Abschließend ist festzustellen, dass sich Umweltwirkungen des H2-Transports in der Literatur insbesondere auf Grund abweichender Systemgrenzen und Datenqualität unterscheiden. Für die konkrete Entscheidungsfindung sind Einzelfallbetrachtungen wesentlich. Eine vollständige Nachhaltigkeitsbewertung im Sinne der Ökobilanz erfordert zudem die Einbeziehung weiterer Umweltwirkungskategorien, wie bspw. Eutrophierung oder Wasserverbrauch.
Literatur:
[1] Arrigoni et al.: Environmental life cycle assessment (LCA) comparison of hydrogen delivery options within Europe.

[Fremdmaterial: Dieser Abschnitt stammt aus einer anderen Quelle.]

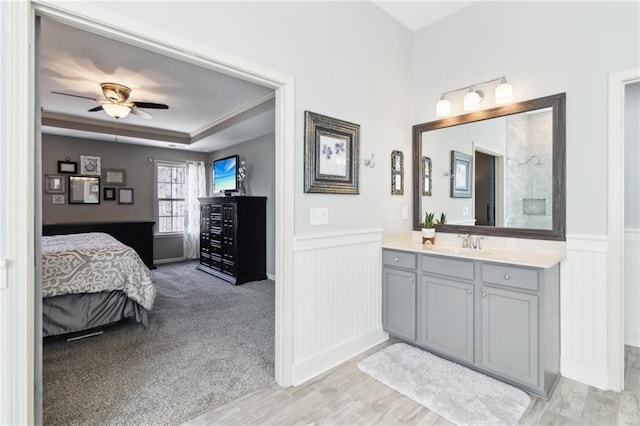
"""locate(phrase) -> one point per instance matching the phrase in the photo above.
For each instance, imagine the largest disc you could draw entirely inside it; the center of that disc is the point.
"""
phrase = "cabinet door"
(399, 303)
(510, 334)
(447, 317)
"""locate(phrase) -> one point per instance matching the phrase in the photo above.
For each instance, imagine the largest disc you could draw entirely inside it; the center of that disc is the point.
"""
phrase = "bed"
(90, 280)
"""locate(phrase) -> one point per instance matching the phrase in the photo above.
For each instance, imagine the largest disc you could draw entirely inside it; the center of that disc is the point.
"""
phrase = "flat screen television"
(225, 174)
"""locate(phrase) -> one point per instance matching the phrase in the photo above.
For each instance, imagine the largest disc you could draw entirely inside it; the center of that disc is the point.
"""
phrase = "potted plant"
(428, 231)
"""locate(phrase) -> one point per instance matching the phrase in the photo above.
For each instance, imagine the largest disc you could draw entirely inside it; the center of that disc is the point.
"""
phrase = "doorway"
(146, 38)
(616, 219)
(485, 193)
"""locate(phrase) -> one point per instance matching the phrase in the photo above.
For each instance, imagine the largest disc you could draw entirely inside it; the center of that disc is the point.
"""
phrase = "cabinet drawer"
(447, 266)
(399, 259)
(510, 276)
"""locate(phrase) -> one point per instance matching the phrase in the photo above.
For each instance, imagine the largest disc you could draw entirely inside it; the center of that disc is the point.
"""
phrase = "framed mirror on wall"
(499, 171)
(84, 190)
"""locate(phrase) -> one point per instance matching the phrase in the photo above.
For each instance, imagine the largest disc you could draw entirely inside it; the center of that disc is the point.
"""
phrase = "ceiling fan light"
(116, 110)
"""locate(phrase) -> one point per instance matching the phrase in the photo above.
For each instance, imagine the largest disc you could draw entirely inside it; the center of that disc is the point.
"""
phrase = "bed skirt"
(77, 312)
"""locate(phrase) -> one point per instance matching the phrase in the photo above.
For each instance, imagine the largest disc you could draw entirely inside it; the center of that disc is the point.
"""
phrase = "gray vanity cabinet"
(447, 318)
(497, 318)
(510, 334)
(399, 294)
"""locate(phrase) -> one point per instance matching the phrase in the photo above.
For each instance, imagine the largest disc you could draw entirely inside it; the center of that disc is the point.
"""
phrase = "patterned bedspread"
(91, 263)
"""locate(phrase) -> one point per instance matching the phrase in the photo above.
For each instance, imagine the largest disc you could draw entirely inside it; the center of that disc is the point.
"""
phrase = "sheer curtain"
(196, 187)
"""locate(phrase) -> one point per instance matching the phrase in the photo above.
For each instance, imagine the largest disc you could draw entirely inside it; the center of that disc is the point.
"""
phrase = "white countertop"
(500, 250)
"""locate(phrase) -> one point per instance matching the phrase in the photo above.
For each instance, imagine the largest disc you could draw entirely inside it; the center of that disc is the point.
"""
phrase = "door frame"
(615, 226)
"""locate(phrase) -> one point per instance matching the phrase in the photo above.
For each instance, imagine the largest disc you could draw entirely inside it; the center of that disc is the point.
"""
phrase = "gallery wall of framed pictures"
(87, 182)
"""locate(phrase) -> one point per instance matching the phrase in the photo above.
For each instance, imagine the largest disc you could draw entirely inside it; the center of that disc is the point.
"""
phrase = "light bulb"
(443, 108)
(116, 110)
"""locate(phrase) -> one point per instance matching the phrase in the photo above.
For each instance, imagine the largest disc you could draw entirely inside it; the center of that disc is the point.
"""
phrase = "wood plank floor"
(346, 396)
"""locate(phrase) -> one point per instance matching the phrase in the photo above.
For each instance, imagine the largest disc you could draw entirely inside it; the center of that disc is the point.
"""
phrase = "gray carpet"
(208, 342)
(460, 395)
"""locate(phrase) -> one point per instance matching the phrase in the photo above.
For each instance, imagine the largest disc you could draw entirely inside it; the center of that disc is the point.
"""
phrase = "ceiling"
(207, 111)
(418, 14)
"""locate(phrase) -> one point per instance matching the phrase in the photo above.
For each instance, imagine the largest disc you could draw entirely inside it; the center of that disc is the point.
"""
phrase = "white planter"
(428, 232)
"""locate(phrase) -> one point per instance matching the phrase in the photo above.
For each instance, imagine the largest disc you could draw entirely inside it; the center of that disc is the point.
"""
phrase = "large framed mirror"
(518, 172)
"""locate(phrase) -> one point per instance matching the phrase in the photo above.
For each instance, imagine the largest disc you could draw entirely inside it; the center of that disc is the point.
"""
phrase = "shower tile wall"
(529, 171)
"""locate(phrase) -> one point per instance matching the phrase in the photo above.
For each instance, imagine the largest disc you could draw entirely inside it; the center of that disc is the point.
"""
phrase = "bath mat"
(460, 395)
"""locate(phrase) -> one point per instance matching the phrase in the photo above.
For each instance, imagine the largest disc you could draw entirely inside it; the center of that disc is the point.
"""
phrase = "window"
(171, 197)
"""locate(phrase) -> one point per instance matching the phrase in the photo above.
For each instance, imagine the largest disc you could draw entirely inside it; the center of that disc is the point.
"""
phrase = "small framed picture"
(67, 167)
(54, 184)
(109, 194)
(125, 195)
(116, 177)
(90, 165)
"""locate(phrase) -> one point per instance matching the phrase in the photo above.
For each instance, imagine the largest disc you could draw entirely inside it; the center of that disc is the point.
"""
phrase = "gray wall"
(260, 156)
(140, 177)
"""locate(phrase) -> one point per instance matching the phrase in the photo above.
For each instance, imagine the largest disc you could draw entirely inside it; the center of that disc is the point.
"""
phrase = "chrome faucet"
(469, 241)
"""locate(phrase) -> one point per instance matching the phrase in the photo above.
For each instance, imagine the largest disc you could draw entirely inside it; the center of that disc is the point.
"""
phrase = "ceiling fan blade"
(140, 113)
(75, 96)
(150, 105)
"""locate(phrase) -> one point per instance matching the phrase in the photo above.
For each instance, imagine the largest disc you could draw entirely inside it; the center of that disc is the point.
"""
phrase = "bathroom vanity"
(496, 311)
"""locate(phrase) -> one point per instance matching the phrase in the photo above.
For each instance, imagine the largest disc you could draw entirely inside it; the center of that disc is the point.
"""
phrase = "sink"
(461, 250)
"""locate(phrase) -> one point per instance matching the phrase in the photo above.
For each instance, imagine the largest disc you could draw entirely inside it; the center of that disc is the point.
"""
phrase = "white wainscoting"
(583, 310)
(338, 299)
(632, 287)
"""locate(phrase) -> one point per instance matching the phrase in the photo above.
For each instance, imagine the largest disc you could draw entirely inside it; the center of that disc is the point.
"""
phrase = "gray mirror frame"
(558, 104)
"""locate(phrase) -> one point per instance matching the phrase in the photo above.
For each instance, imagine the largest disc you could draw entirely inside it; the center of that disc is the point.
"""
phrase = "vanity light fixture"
(472, 100)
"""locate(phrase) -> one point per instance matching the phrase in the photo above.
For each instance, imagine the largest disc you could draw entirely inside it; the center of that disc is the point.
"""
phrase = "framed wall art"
(397, 173)
(331, 155)
(54, 184)
(461, 172)
(67, 166)
(90, 165)
(116, 177)
(109, 194)
(84, 190)
(426, 176)
(125, 195)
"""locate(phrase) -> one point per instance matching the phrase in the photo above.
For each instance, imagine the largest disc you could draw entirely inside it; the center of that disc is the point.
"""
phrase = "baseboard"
(324, 361)
(632, 336)
(594, 375)
(169, 260)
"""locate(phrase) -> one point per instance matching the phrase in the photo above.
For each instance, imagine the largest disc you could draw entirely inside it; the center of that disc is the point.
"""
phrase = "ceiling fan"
(116, 105)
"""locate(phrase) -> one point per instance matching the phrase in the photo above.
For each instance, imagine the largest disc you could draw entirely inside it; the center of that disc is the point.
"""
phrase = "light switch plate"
(318, 216)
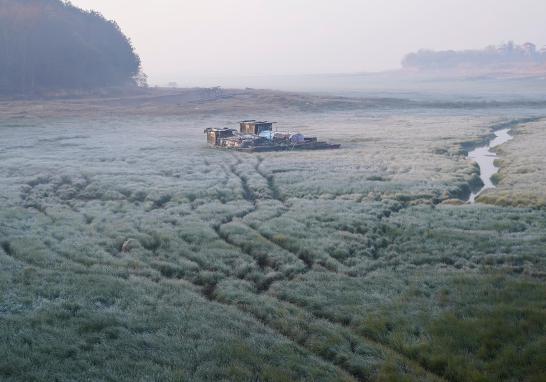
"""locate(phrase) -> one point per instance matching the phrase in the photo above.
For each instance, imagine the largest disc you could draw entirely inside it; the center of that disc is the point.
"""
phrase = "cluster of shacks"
(259, 135)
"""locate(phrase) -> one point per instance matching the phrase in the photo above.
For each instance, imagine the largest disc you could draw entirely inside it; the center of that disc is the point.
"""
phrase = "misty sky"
(179, 39)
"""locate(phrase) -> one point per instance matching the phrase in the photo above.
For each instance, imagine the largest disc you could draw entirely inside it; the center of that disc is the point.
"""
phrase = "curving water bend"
(486, 160)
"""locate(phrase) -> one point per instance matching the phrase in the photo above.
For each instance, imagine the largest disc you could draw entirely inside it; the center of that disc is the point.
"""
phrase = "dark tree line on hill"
(505, 55)
(50, 45)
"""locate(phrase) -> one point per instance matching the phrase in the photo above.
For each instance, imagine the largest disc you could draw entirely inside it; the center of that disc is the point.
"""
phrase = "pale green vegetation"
(521, 180)
(130, 251)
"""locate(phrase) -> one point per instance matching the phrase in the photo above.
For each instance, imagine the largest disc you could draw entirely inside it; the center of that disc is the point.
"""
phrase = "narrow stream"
(486, 158)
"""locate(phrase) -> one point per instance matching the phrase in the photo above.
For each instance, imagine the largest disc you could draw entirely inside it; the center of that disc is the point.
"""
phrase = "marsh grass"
(155, 258)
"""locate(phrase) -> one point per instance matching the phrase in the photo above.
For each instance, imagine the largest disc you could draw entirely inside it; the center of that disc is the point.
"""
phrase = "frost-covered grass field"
(131, 251)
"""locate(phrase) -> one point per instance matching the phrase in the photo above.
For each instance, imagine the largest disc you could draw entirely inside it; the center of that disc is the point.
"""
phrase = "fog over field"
(139, 243)
(131, 250)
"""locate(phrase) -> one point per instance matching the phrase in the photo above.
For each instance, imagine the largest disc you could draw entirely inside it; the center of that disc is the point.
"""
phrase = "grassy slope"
(276, 267)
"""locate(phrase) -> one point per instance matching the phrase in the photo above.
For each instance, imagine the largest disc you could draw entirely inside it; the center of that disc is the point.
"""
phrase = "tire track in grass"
(381, 345)
(209, 291)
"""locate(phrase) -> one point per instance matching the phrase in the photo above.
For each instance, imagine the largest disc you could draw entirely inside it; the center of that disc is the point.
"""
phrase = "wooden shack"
(214, 135)
(255, 127)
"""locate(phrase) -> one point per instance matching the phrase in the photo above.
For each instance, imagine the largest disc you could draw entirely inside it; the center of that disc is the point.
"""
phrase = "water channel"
(486, 160)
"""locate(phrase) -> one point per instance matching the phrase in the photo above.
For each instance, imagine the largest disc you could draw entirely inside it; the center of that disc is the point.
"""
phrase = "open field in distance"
(131, 251)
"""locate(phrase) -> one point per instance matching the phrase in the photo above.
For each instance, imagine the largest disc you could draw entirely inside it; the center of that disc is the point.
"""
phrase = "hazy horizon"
(191, 40)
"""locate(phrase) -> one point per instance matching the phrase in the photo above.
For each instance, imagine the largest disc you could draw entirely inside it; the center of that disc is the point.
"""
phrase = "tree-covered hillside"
(50, 45)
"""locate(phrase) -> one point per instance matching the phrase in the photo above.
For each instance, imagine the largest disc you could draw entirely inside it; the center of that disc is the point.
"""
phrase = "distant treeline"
(508, 54)
(50, 45)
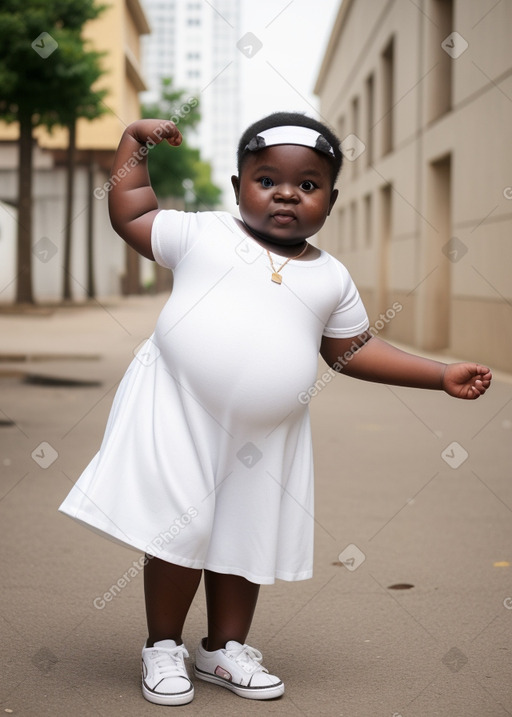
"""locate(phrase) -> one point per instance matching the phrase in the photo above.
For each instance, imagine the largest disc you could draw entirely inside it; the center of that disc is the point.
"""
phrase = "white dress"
(206, 460)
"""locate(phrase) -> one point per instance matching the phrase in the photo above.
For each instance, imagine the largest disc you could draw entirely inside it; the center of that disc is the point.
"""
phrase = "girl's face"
(285, 193)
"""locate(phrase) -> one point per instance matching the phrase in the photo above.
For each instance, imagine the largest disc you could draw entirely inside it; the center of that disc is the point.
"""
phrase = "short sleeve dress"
(206, 460)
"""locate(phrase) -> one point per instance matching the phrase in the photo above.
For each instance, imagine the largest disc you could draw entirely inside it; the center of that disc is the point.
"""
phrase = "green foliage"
(56, 88)
(171, 169)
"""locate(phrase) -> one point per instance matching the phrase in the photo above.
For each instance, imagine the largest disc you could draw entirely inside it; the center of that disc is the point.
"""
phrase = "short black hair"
(280, 119)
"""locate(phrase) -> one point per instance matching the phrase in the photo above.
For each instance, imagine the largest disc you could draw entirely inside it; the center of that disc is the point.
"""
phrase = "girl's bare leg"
(169, 590)
(231, 601)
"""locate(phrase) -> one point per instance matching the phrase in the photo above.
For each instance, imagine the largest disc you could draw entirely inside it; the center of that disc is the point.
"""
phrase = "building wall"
(195, 44)
(425, 210)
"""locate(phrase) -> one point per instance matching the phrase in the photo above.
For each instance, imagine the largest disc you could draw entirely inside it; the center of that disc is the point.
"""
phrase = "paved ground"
(412, 488)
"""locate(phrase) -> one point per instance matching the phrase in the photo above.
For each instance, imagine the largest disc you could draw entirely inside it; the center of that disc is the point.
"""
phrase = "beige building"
(421, 95)
(117, 32)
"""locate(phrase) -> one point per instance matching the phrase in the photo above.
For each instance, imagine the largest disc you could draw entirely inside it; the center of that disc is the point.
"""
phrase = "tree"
(35, 84)
(80, 71)
(180, 173)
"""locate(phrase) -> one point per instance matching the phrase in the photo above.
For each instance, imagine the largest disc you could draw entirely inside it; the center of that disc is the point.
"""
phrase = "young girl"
(206, 464)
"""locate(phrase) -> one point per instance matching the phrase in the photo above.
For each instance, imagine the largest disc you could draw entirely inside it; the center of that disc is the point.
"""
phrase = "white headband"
(290, 134)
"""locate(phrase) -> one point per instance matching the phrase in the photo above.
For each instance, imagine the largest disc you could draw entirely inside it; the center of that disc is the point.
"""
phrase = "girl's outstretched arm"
(132, 202)
(376, 360)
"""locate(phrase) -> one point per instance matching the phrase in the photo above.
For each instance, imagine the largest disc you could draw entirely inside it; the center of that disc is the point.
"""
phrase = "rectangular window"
(368, 220)
(354, 228)
(356, 132)
(439, 81)
(370, 118)
(388, 96)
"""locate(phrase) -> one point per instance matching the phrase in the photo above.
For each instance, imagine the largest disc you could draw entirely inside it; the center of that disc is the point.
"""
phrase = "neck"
(276, 247)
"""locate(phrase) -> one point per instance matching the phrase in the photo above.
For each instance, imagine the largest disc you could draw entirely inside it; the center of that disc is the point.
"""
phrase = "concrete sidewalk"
(413, 489)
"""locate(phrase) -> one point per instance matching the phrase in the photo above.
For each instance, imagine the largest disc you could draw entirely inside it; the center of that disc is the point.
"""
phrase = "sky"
(288, 41)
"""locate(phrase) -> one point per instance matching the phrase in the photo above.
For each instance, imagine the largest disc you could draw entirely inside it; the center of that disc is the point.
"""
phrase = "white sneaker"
(238, 668)
(164, 675)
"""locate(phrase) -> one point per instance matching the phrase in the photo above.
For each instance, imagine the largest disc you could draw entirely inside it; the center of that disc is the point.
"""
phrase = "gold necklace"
(276, 276)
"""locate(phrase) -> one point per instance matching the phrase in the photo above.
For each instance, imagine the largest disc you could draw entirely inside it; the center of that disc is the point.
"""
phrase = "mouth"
(284, 216)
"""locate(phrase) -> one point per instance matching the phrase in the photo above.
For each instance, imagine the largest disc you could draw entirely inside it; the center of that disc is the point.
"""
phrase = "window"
(353, 226)
(368, 220)
(370, 118)
(440, 78)
(355, 131)
(388, 94)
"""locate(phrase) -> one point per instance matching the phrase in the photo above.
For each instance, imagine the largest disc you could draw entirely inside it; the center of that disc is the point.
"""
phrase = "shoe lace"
(169, 661)
(248, 658)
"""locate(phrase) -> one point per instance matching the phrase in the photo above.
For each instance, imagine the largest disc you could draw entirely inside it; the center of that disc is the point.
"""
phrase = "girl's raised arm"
(132, 202)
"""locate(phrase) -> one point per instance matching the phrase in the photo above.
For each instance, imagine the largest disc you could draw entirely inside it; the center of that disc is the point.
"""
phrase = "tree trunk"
(24, 255)
(91, 287)
(70, 189)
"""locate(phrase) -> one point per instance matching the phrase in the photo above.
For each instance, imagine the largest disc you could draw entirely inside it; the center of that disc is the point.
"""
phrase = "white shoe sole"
(251, 693)
(181, 698)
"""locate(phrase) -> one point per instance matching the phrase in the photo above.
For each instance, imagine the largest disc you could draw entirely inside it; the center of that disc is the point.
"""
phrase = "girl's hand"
(155, 131)
(466, 380)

Luxemburg: Amt für Veröffentlichungen der Europäischen Union, 2024.
[2] Akhtar et al.: Life Cycle Assessment of Inland Green Hydrogen Supply Chain Networks with Current Challenges and Future Prospects in: ACS Sustainable Chemistry & Engineering, 2021.
[3] Noh et al.: Environmental and energy efficiency assessments of offshore hydrogen supply chains utilizing compressed gaseous hydrogen, liquefied hydrogen, liquid organic hydrogen carriers and ammonia in: International Journal of Hydrogen Energy, 2023.
[4] Frank et al.: Life-cycle analysis of greenhouse gas emissions from hydrogen delivery: A cost-guided analysis in: International Journal of Hydrogen Energy, 2021.
[5] Rödl et al.: Assessment of Selected Hydrogen Supply Chains—Factors Determining the Overall GHG Emissions, 2018.
[6] Wulf und Zapp: Assessment of system variations for hydrogen transport by liquid organic hydrogen carriers in: International Journal of Hydrogen Energy, 2018.
[7] Wulf et al: Life cycle assessment of hydrogen transport and distribution options in: Journal of Cleaner Production, 2018.
[8] Dickson et al.: Global transportation of green hydrogen via liquid carriers: economic and environmental sustainability analysis, policy implications, and future directions, 2022.
[9] Hermesmann et al.: The environmental impact of renewable hydrogen supply chains: Local vs. remote production and long-distance hydrogen transport in: Applied Energy, 2023.
[10] Kudoh et al.: Assessing Uncertainties of Life-Cycle CO2 Emissions Using Hydrogen Energy for Power Generation in: Environmental Aspects and Impacts of Hydrogen Technologies, 2021.
[11] Kolb et al.: Renewable hydrogen imports for the German energy transition – A comparative life cycle assessment in Journal of Cleaner Production, 2021.
[12] Kanz et al.: Life Cycle Global Warming Impact of Long-Distance Liquid Hydrogen Transport from Africa to Germany in: Hydrogen, 2023.